El barrigón puso los ojos en blanco.

— No a ustedes, idiotas. Al cerdo — suspiró. — Si no pagan, no verá el atardecer.

Román bufó.

— ¿Qué es esto, la mafia porcina? ¿Y por qué lo del atardecer? ¿Han leído demasiados cuentos?

— Porque marinamos la carne por la noche para asarla al día siguiente — explicó el otro con fastidio.

— Ah…

Los dos hombres volvieron a cruzarse de brazos.

— Ya conocen nuestras condiciones. No lo diremos dos veces.

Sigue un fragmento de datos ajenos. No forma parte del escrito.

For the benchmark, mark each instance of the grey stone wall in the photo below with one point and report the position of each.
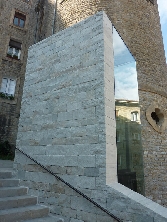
(67, 123)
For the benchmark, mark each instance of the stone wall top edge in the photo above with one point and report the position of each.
(62, 32)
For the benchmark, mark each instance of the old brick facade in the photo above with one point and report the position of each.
(138, 24)
(21, 21)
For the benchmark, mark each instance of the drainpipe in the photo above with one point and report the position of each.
(54, 17)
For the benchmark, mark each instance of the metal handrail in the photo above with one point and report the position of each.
(69, 185)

Damián contuvo las ganas de soltar una maldición. Si Liza no estuviera ahí, se habría dado media vuelta y regresado a casa.

— Está bien, les doy quinientos.

— Ah, no… — el barrigón se rascó la barba con el filo del hacha. — Cinco mil.

— ¿¡Están locos!?

— Tenemos familias que alimentar.

— ¡Yo también! — se lamentó Damián. — Mil y es mi última oferta.

— Seis.

— ¿Saben negociar? Cuando alguien regatea, la idea es bajar el precio, no subirlo — les corrigió Liza.

— Siete.

Román tomó a su amigo del brazo y lo apartó un poco.

— Mira… — murmuró. — Acepta los cinco mil. Estos tipos son raros.

— Pero odio a ese cerdo. ¿Por qué tengo que pagar por él?

— No pagas por él, pagas por la felicidad de tu chica.

— Puaj, hablas igual que Liza.

Damián meditó por unos segundos, pero terminó aceptando la realidad.

— Está bien — volvió con los “secuestradores”. — Cinco mil por transferencia. Ni un centavo más.

— Trato hecho.

Mientras Damián hacía el pago, los hombres trajeron a Peppa, atada con una cuerda.

— Tengan más cuidado con ella — advirtieron, entregando la “correa” a Liza. — La próxima vez será más cara.

— No habrá próxima vez.

Román no pudo contenerse y les mostró el dedo medio antes de girarse hacia el auto.

— Imbéciles — murmuró de camino a su coche.

— Nos miraban como si estuvieran listos para pelear… — Liza se estremeció. — Me alegro de que todo haya acabado bien.

Román le dio una palmada en el hombro.

— Si ya no me necesitan, me largo. Quiero darme un chapuzón antes de volver a casa.

— Sí, gracias por la pista — respondió Damián sin mucho entusiasmo.

Resultó que rescatar a Peppa era solo la mitad del trabajo. Mucho más difícil fue meterla en el maletero. El cerdo chillaba como si realmente lo estuvieran sacrificando, se resistía con las pezuñas e incluso amenazaba con morderle el dedo a Damián.

— Quiere ir en el asiento trasero, — concluyó Liza cuando Peppa empujó la puerta del coche con el hocico.

— ¿Y no quiere algo más?

— Pregúntale tú.

Con dolor y resignación, Damián finalmente permitió que el cerdo subiera al asiento trasero. Peppa se acomodó en la silla infantil de Juan y, por fin, dejó de chillar como loca.

— ¿Deberíamos abrocharle el cinturón? — reflexionó Liza.